UE: l’autre budget en discussion edit

Présentée à la mi-juillet par la Commission européenne comme « un budget ambitieux au service d’une Europe plus forte », la proposition de cadre financier pluriannuel (CFP) 2028-2034 est-elle à la hauteur des besoins d’une Union européenne confrontée aux multiples défis de la transition climatique, du réarmement et d’investissements de compétitivité, qui s’ajoutent aux dépenses actuelles, notamment celles de la politiques agricole commune (PAC) et de la cohésion, sans compter le service de la dette découlant du remboursement du plan de relance ?
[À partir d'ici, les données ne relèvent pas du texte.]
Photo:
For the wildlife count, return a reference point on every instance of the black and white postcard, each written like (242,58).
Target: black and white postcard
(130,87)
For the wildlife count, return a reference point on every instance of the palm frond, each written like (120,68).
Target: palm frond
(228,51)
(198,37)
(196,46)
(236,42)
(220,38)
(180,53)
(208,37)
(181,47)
Les rapports Letta et Draghi ont mis en évidence la nécessité d’accroître fortement les investissements (800 milliards d’€). Si on peut toujours prétendre mobiliser le secteur privé, ces nouvelles priorités impliquent inévitablement le secteur public et notamment le budget européen. Par ailleurs, la gravité de la situation internationale se traduit par des besoins nouveaux de grande ampleur, notamment pour la défense, dont la promesse faite lors de la dernières réunion OTAN d’élever les dépenses militaires jusqu’à 3.5% du PIB, qui impactent aussi le budget européen, même si l’UE n’a pas de compétence dans ce domaine.
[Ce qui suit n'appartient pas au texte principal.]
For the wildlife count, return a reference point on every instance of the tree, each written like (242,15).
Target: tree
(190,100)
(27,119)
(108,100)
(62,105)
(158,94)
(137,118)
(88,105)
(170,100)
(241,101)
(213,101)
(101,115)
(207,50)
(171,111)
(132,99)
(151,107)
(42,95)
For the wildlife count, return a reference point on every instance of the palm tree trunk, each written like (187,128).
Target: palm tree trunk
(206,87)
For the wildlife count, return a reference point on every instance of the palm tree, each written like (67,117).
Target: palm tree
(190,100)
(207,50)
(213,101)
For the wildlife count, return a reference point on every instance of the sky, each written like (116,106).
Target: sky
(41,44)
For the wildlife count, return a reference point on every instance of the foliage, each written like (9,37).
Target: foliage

En dépit de sa croissance, car le CFP 2028-2034 propose une augmentation en termes réels de plus de 40% par rapport au précédent, le montant global de ce budget reste bien modeste : 1,26% du PNB de l’UE en moyenne de 2028 à 2034 (2000 milliards sur sept ans). Certes, la Commission est allée au maximum de ses prérogatives, mais l’ambition affichée est-elle à la hauteur des défis et des menaces qui se sont récemment multipliés ? Est-il possible de faire face à toutes ces obligations en restant sous ce plafond jusqu’en 2034? Pour de nombreux experts, le seuil de crédibilité du budget européen serait bien plus élevé, à 3 ou même à 4% du PIB.
L’insuffisance des recettes
Actuellement (2025), les États membres le financent à travers une contribution basée sur leur revenu national brut (RNB, pour 64%) et une contribution TVA (pour 16%). Seulement 19% des recettes sont des ressources propres, provenant des droits de douane (14%) et d’une contribution fondée sur les déchets de plastiques non recyclés (5%). Mais ces nouvelles recettes sont en partie hypothétiques, comme l’indique la Cour des Comptes européenne.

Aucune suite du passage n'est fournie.